A glimpse of the divine backside seems hardly enough to
dismantle the gods we create out of our anxiety, worry and doubt. The gods we
have created in our image keep us at the center of the universe and presume
that the God of the universe looks a lot like these gods: impotent, helpless
and unresponsive as we ask for assurance. In our demands to see God in ways
that conform to our expectations, whether evidenced by our financial
well-being, getting a desired job or things working out in the ways we expect
them to, we forget to look for God in the midst of our struggles, in the midst
of our sin, in the midst of us demanding that God conform Godself to the shape
of an idol.
But God says no. God refuses to confine Godself to the shape
of the idols we create out of anxiety, fear, and doubt. God refuses to become
an idol cast by pride or self-assurance. God remains entirely other, even as
God shields us with the divine hand so that we might catch a glimpse – however
vaguely, however foggily, however incomplete – of God’s presence among us. God promises
to be present, but does not promise that the Presence will conform to our ideas
of what God’s presence entails. Instead, God promises to be present in the
Water and the Word, in the bread and the wine, in the community of saints that
is gathered together by the Holy Spirit and sent into the world as a reminder
that we bear the indelible mark of the Creator. Having been made in God’s
image, we ought not be surprised that God refuses to conform to ours.

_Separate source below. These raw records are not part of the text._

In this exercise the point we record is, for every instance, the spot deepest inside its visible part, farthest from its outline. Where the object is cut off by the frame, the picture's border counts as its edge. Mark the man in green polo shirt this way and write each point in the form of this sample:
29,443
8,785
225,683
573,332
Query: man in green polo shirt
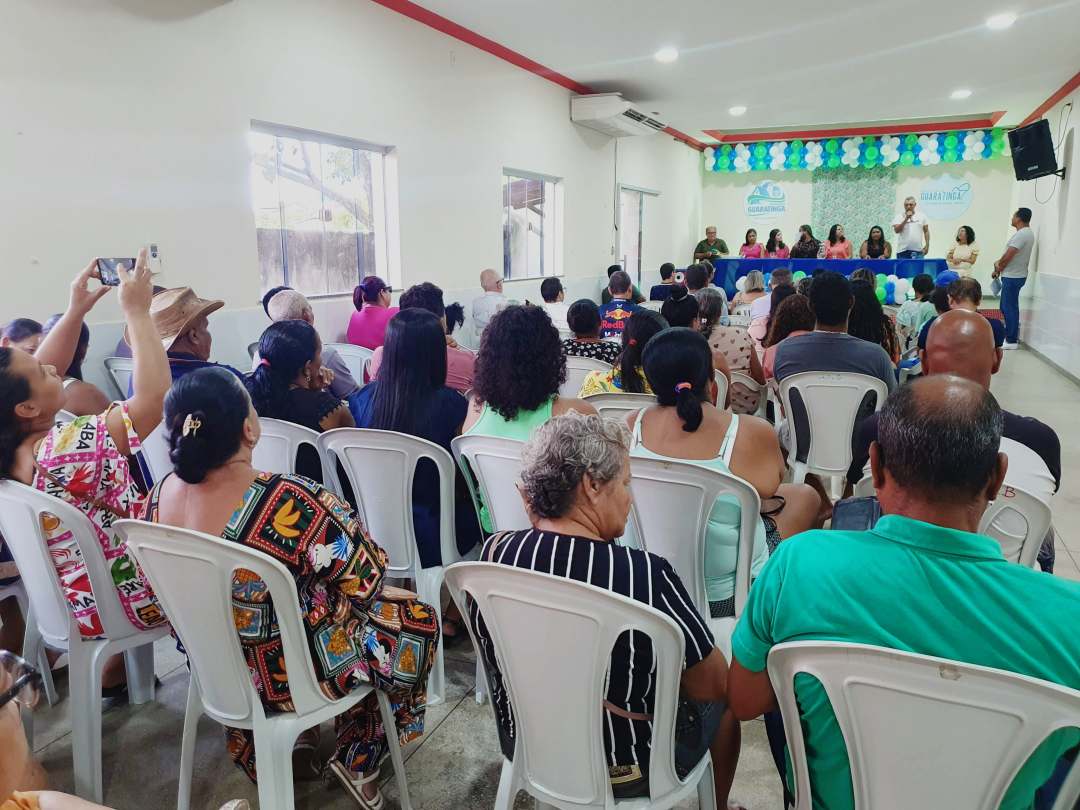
710,247
921,581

The idols we have created won’t come out of the wilderness
with us. Refusing to be moved by our entreaties, refusing to respond to our
cries, the idols are exposed for what they are: lifeless, impotent, and
unresponsive. Instead, it is God who draws us out of the wilderness. Having freed
us from the shackles of sin, anxiety, worry and doubt, God draws us through the
wilderness, promising to be present as we journey, despite our stubbornness and
propensity to create new gods as quickly as we destroyed the old. In our sin
and doubt, God comes, sheltering us with God’s hand and – at the same time –
revealing Godself to us. It is in this revelation of a God that is entirely
other, we find instilled in us a hunger for relationship that refuses to be
filled by the idols we cast in our own image. It is this God who beckons us to
say, “If you’re not coming, then we aren’t going,” because it is this God who
refuses to let us journey alone. It is this God who refuses to allow the idols
that we created to define us rather than the God who created us. It is this God
who refuses to allow the idols we create in our anxiety, sin, and doubt to tell
the truth about who we are. Rather than being abandoned in your sin and your
doubt (or perhaps because of it), as the ceaseless idols remind you, you are
shielded by the divine hand, and beckoned by a glimpse of God’s glory. This God
refuses to leave you behind because you are inscribed in God’s very being, even
as God’s image is inscribed upon you.